- Prairie Grove School
- U.S. National Register of Historic Places
- Location: 13598 Beaverdale Rd.
- Nearest city: West Burlington, Iowa
- Coordinates: 40°52′49.3″N 91°14′55.8″W﻿ / ﻿40.880361°N 91.248833°W
- Area: less than one acre
- Built: 1879
- Built by: Arch McCormick (addition)
- NRHP reference No.: 100003973
- Added to NRHP: May 20, 2019

= Prairie Grove School (Des Moines County, Iowa) =

Prairie Grove School is a historic building located northwest of West Burlington in rural Des Moines County, Iowa, United States. This was the third school building for Prairie Grove. The first was a log structure known as Cockayne School and was located in what is now the cemetery. The second school building was a red brick structure located on the same property, acquired in 1849, as the subject building.
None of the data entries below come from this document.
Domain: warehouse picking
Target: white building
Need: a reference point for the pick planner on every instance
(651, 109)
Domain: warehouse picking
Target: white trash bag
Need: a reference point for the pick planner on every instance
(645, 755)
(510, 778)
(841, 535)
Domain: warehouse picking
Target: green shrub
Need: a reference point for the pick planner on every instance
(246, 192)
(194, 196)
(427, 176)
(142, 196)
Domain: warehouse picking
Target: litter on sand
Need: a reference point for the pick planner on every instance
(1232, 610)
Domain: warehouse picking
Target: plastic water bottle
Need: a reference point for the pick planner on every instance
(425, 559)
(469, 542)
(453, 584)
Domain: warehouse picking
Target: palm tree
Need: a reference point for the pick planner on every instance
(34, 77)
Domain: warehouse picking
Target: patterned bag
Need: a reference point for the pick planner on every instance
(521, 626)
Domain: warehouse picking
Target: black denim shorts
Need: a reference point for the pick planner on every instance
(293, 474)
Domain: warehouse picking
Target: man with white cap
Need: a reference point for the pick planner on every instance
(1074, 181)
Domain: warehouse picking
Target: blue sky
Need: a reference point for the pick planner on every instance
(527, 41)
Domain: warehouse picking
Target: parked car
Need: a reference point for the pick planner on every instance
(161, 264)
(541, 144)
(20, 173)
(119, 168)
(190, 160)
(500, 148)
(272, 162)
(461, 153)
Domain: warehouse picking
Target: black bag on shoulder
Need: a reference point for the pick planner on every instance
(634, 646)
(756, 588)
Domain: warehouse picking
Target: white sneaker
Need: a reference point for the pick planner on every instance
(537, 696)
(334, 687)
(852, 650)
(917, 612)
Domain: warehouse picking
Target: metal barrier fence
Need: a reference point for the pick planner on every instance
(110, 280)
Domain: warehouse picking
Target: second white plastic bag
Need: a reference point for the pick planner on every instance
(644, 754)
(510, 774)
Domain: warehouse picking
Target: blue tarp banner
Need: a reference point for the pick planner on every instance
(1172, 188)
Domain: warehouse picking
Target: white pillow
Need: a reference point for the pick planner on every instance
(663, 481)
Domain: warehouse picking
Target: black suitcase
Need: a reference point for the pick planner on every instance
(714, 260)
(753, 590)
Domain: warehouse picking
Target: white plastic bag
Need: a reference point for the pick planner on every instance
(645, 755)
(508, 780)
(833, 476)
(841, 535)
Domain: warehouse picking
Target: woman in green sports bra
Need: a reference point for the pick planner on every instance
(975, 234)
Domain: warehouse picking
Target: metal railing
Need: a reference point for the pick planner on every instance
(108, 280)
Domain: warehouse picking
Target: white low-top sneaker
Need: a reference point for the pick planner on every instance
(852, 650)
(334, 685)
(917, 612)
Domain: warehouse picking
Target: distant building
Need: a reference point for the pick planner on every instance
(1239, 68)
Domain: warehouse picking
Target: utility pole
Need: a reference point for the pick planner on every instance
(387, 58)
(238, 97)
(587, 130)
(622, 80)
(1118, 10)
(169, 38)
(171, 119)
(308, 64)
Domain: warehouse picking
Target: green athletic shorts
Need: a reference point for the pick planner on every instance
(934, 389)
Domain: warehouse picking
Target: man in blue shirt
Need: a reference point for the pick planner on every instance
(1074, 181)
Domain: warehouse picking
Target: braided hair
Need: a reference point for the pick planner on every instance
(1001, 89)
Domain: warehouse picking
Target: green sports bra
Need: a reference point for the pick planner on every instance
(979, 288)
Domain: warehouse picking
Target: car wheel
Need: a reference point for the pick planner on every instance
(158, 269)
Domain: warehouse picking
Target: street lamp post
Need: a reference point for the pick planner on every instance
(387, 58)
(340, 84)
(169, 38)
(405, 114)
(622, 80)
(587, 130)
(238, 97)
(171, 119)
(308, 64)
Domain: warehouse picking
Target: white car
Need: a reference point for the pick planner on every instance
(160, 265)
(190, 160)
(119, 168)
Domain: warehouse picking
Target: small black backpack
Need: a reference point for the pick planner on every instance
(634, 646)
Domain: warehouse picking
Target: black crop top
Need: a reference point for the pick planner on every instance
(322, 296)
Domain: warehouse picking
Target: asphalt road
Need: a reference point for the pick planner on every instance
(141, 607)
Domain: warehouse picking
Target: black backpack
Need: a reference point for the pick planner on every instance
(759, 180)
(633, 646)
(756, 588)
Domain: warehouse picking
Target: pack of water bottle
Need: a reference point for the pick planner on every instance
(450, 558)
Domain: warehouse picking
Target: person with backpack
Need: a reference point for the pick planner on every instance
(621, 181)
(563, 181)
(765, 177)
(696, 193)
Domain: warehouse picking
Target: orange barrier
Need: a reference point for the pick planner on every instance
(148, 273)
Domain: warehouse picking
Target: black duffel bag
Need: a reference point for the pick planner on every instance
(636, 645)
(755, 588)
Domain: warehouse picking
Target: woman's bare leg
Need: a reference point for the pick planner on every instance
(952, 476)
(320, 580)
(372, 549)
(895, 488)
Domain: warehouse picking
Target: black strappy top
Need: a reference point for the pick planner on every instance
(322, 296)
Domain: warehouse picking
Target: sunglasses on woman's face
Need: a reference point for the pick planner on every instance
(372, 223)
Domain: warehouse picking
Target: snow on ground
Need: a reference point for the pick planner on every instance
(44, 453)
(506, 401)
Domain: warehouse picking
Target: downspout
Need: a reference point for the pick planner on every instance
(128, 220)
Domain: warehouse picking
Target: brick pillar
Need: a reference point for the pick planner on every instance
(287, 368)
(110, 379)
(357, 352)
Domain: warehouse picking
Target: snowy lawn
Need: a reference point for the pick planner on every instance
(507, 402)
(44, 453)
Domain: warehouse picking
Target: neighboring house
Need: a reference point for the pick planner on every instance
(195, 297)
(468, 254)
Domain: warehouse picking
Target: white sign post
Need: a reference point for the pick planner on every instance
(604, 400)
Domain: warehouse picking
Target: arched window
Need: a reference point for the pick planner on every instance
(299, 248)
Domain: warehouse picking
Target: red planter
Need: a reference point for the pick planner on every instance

It was replaced by the present stone structure in 1879. Surplus money from the teacher's fund and the sale of the old building provided the funds for construction. The stone was quarried locally. A wood-frame addition was built onto the front of the building in 1924 by Arch McCormick. The cupola and bell were added at the same time. In 1874 the school had 58 students and by 1936 that number was reduced to 10. It remained in operation until 1960. The building was deeded to the cemetery association the following year. It was listed on the National Register of Historic Places in 2019.